I find surfaces in the US pretty boring as a rule. Roads, sidewalks, interior floors: there's not usually much going on there. Surfaces in Europe are a very different story. Almost everything is tiled here in one way or another. When workers need to work on the gas lines beneath the side walk, they just pull up the paving stones and set them aside. When they're finished, they replace the pavers and a week later no one would ever know they had been disturbed.

I started taking photographs of interesting surface patterns soon after I arrived here in September and I've been collecting new ones ever since. It's an occupation that turns every walk into a treasure hunt.
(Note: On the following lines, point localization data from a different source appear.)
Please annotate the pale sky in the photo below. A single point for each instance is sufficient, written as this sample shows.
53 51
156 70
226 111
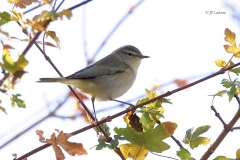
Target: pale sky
182 40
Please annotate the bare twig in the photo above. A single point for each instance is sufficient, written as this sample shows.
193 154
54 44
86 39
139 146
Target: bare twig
223 134
218 115
109 118
114 29
36 123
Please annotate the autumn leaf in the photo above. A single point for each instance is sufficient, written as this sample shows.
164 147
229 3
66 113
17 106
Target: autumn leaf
5 17
152 139
232 48
22 3
8 63
151 112
220 63
133 121
66 13
16 16
71 148
133 151
40 134
2 109
53 35
184 154
17 77
15 100
58 152
221 93
194 139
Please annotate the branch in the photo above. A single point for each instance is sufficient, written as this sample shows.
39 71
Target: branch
218 115
223 134
36 123
109 118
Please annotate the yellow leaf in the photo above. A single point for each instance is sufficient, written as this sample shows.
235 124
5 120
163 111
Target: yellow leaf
220 63
53 35
40 134
133 151
230 37
16 16
58 152
66 13
71 148
22 3
133 121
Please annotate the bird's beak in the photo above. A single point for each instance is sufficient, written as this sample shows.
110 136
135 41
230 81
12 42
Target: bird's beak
142 56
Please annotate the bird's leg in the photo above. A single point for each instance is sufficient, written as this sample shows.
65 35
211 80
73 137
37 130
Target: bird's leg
93 99
131 105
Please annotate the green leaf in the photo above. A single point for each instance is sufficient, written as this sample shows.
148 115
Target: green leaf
5 17
184 154
10 65
164 100
102 144
193 139
145 120
223 158
151 139
15 100
226 83
114 143
231 92
199 141
221 93
235 70
199 131
3 109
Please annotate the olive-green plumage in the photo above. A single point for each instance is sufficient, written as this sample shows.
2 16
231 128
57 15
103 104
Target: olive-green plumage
109 77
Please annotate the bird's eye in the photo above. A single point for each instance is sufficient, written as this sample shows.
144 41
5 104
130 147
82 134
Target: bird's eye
129 54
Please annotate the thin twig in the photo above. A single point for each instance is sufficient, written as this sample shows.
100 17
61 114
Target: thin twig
109 118
36 123
218 115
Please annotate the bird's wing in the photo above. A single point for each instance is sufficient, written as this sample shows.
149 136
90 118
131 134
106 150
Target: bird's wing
100 68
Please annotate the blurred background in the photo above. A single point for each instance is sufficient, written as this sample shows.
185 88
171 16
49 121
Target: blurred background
183 39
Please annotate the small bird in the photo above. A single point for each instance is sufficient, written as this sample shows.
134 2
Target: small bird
108 78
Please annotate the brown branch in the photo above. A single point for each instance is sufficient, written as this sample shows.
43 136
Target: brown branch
109 118
36 123
218 115
223 134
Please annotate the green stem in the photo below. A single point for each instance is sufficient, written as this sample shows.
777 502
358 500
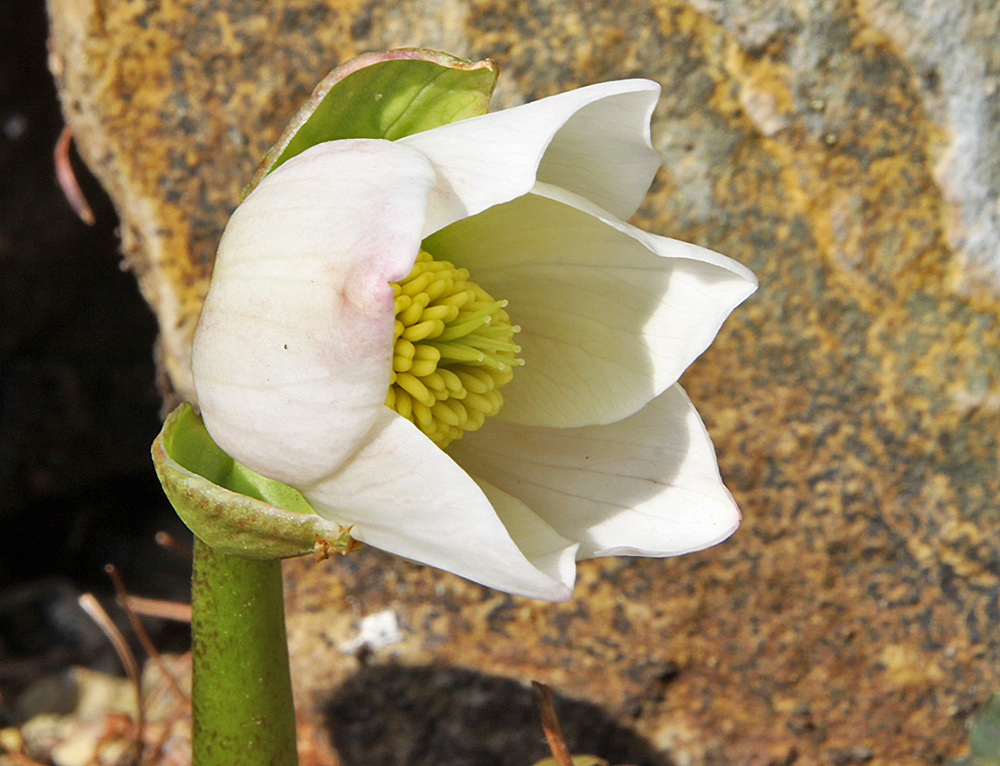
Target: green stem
241 690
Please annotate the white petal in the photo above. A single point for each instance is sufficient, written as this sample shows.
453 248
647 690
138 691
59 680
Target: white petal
293 350
646 486
593 141
402 494
610 316
541 544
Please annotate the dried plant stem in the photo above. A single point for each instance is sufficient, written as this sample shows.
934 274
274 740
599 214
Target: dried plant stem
553 732
242 710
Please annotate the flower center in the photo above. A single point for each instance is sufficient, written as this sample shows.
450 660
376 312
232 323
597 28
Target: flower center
454 348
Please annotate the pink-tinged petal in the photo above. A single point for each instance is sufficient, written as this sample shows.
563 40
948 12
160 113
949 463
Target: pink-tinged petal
402 494
293 351
593 141
646 486
610 316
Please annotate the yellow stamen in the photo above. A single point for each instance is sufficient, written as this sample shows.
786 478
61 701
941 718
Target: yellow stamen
454 347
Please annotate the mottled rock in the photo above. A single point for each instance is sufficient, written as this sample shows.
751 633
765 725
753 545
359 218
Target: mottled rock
847 152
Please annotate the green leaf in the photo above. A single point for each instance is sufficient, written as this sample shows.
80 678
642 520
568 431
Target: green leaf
984 741
385 95
578 760
228 506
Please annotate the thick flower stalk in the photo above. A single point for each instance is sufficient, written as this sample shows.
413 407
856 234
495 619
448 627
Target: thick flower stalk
455 345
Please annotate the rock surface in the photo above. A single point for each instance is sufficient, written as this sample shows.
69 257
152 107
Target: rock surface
848 153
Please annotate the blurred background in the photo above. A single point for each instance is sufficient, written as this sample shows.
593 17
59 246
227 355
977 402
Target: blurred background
79 404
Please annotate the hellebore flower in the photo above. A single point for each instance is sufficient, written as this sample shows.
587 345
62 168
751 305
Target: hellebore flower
357 335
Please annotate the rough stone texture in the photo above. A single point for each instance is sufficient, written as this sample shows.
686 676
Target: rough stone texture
847 152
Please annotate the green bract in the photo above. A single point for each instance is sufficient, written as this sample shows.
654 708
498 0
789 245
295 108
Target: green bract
379 95
230 507
385 95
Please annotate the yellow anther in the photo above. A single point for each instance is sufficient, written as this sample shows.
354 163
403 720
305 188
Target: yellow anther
423 330
415 388
453 349
421 367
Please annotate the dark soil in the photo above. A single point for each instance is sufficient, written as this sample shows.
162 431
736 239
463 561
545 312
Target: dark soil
78 401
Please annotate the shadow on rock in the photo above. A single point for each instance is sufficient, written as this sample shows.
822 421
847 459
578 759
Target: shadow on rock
429 715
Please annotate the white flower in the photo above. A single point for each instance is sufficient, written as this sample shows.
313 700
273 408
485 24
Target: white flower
596 450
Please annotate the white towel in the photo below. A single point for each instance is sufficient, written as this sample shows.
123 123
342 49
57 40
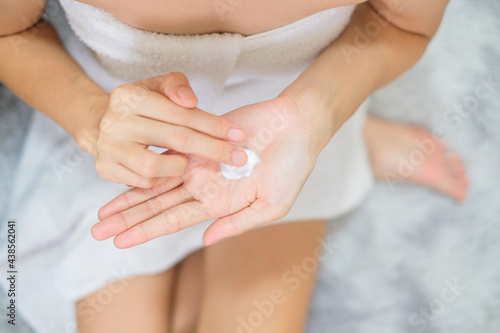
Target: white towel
55 208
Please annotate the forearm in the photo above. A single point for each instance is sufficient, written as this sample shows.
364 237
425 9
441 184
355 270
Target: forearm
353 67
37 68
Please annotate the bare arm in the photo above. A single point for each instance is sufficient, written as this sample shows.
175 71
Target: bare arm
383 39
37 68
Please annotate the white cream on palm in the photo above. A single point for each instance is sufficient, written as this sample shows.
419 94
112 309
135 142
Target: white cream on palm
231 172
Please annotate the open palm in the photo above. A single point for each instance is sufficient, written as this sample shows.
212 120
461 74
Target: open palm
282 138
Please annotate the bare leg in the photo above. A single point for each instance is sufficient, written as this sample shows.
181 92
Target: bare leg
140 304
404 152
187 293
262 280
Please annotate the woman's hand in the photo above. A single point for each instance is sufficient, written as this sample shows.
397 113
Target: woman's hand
287 144
159 112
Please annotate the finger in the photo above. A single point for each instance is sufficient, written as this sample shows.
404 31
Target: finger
136 196
149 164
235 224
170 221
156 106
180 139
120 174
126 219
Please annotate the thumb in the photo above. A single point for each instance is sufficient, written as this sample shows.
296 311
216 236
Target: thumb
175 86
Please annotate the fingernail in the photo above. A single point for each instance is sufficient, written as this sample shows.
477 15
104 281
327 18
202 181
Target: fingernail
236 134
239 157
185 93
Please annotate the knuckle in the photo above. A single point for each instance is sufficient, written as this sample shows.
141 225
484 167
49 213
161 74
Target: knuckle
145 183
182 139
121 93
154 206
182 116
149 166
217 127
176 76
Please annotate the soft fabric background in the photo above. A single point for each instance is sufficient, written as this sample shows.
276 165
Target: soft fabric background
408 260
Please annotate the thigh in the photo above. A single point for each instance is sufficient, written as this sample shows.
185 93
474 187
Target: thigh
140 304
261 281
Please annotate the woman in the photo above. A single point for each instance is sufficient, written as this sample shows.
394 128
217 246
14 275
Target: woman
283 82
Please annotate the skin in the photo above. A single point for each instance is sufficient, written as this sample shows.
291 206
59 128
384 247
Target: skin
323 98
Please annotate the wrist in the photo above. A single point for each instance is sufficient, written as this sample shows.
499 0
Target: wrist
318 108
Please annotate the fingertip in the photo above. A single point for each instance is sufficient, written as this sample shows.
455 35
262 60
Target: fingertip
236 134
122 241
96 232
187 97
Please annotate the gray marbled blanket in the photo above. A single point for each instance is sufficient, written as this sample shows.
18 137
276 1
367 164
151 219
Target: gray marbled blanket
408 260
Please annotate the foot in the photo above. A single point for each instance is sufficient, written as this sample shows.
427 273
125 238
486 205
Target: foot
401 152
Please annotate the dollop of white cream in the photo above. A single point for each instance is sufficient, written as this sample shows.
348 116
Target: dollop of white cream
231 172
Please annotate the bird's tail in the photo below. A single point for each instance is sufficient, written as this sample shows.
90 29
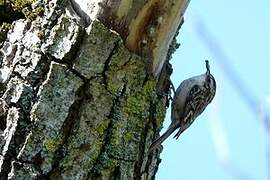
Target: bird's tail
162 138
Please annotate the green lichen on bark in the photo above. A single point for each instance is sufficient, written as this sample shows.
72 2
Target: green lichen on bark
94 107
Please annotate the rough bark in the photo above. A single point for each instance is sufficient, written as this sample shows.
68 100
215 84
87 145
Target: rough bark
77 100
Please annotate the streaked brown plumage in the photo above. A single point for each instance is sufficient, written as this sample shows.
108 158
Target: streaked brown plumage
190 100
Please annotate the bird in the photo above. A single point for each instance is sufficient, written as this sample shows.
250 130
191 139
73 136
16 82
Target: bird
189 101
Two weekends ago I spent some time at the Innenhafen of Duisburg, a city neighboring Essen to the West, and I made a comment to an acquaintance saying that I thought it was too bad that Essen didn't have a harbor too. That led to a discussion in which I found out that Essen does have a harbor. Imagine my surprise. I've spent most of my time in southern Essen along the Ruhr. The Ruhr is pastoral. There are some old tow paths, but mostly it's a rural and residential landscape. Not so on the north side of Essen where the Emscher River flows. Here the Rhein/Herne Canal was dug to facilitate the transport of coal and other commodities. On Wednesday of this week I visited the forbidding north end of Essen, walked the Rhein/Herne Canal and saw the harbor, which, for the record, is tiny. It's dominated now by recycling facilities and among other things I watched while small bricks of shredded clear plastic were excreted from a chute into an open container for transport, presumably to some other even more desolate location.

Learning about the canal made me curious about this whole shipping thing and I followed up today by visiting Ruhrort, a Stadtteil of Duisburg. Ruhrort got it's start in the Middle Ages and it's the biggest inland port in Europe. It's the home of a great museum devoted to shipping on the Rhine and its related network of canals and rivers. The best part of the museum is that it's housed in a former bath house for the laborers of the steel works across the street. The architect did a fabulous job preserving the baths and adapting them to the needs of the museum. I could go on forever about this place, but I was supposed to say something about paving stones and tiles.

Here's the connection: water is a great mode of transport for heavy stuff. Heavy stuff that isn't particularly valuable, kilo for kilo. So... a harbor is where the stone, sand, gravel and other building materials typically enter a city. That meant that as I walked around the harbor in Essen I found a paving stone shop. For a guy that likes taking photographs of tiles and such, it was like I died and went to heaven.

Ruhrort and the seedy docksides of the Ruhrgebiet are also where most of the Tatort episodes featuring the legendary Schamanski were shot in the 1970's and 80's. It's a topic that's worthy of its own post here on Forschungsjahr and I plan to get busy with it soon. In the meantime, here are some of my favorite paving patterns from the past year:











1 comment:

Em said...

Wow. Things things you learn.
What a gold mine for your particular texture-hobby!

Though not entirely related (but in its some ways) your opening picture of the Essen Geography reminds me of some beautiful cartography I found recently by Harlod Fisk. They were done of the Mississippi river in the 40's and I thought they were lovely.